Avveniristico il progetto presentato da Luis Cisneros-Zevallos, dell’Università del Texas. “Si tratta di una pellicola – precisa Colelli – che si applica ai macchinari e agli attrezzi usati nel processo di lavorazione della IV Gamma. L’innovazione entra nel campo delle nano-tecnologie perché il materiale che la compone impedisce ai batteri di attecchire”.
Su questa iniziativa sta per essere presentato all’USDA, il Dipartimento dell’Agricoltura degli US, un progetto di ricerca applicata che vede come capofila appunto l’Università del Texas e per la parte industriale alcune delle più grandi aziende (anche italiane) produttrici di macchinari per la IV Gamma. L’obiettivo è quello di ottenere un finanziamento pubblico per testare questa pellicola, in inglese ‘coating’, sulle linee di produzione.

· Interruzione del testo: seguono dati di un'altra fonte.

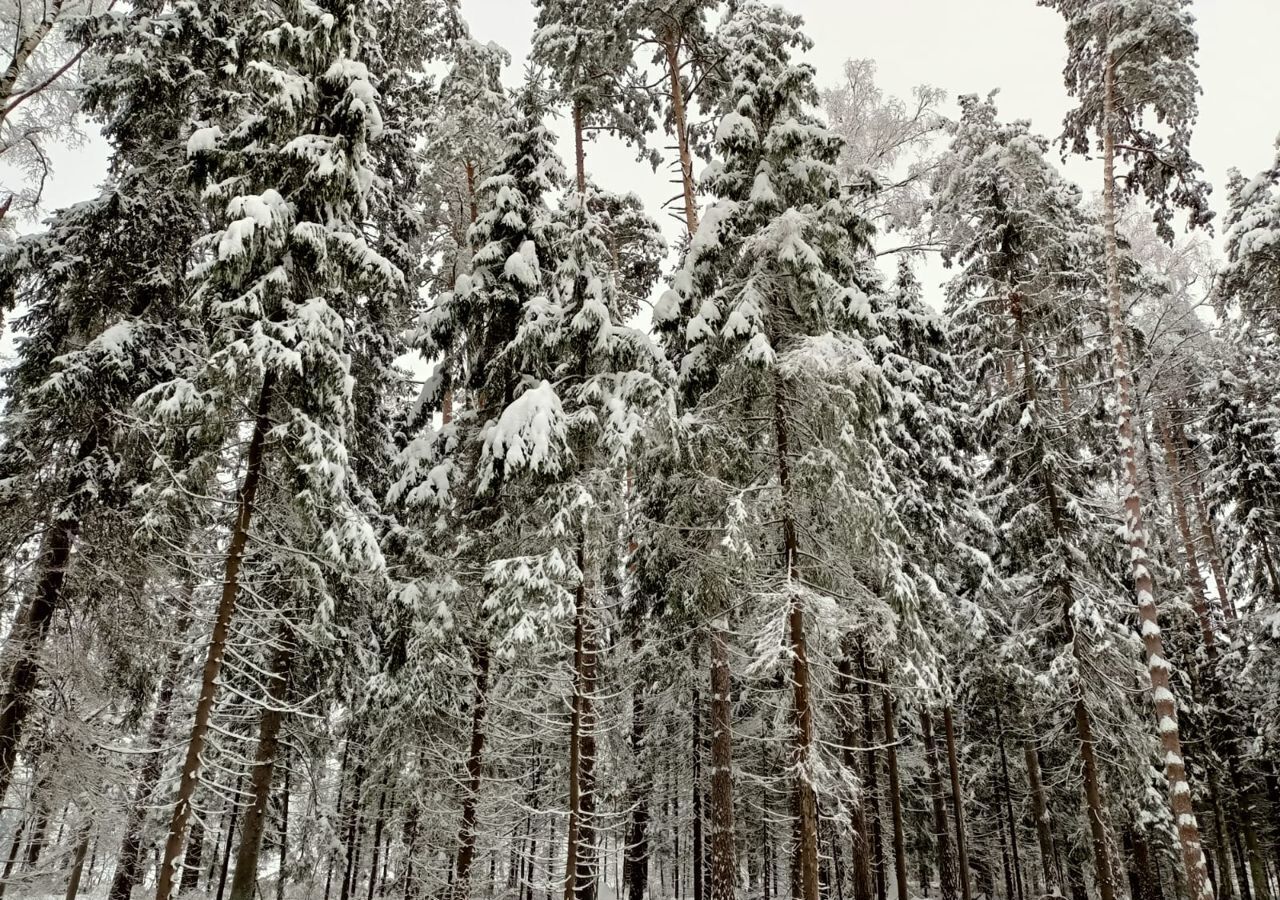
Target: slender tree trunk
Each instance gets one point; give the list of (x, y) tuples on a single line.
[(31, 626), (805, 799), (958, 803), (1102, 863), (78, 859), (475, 761), (1040, 809), (872, 775), (574, 832), (379, 826), (227, 849), (638, 832), (895, 790), (245, 880), (723, 851), (192, 858), (282, 878), (941, 828), (862, 857), (1194, 580), (699, 857), (1161, 686), (1009, 808), (671, 46), (128, 867), (193, 763)]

Uno studio di fattibilità sul vertical farming è stato presentato, inoltre, dal prof. Antonio Ferrante, dell’Università di Milano, che ha analizzato vantaggi e svantaggi di questa tecnica colturale, non più di tanto futuristica. Se la food security microbiologica è tra i lati positivi che si ottengono, l’eccessivo costo energetico (allo stato dell’arte) potrebbe rendere l’operazione sostenibile solo in presenza di massivi impianti di rinnovabili oppure in bilanciamento con eventuali altri interessi rilevanti come, ad esempio, quello dell’approvvigionamento alimentare nelle aree urbane densamente popolate e prive di terreni coltivabili.
“Un’altra importante novità emersa – continua Colelli – è il progetto di ricerca applicata portato avanti dai colleghi portoghesi con l’azienda Nuvifruit, finalizzata al riuso degli scarti organici di lavorazione come bucce, foglie o torsoli che oggi possono arrivare a rappresentare fino al 70% del prodotto lavorato e che rappresentano costi vivi in funzione del loro smaltimento”. Lo studio proposto dall’Università portoghese si basa sulla possibilità di estrarre (dalla semplice immersione in una soluzione acquosa) le sostanze in essi contenute, come carboidrati, polifenoli o antiossidanti, concentrarle e poi reinserirle nel ciclo produttivo per farne dei nuovi prodotti, ad esempio, integratori alimentari oppure, come nel caso degli antiossidanti, per usarli come anti-imbrunenti nel processo di confezionamento del Fresh Cut.
Mariangela Latella
Nelle foto, gli interventi di Alessandro Turatti e del prof. Giancarlo Colelli alla convention scientifica internazionale di Porto.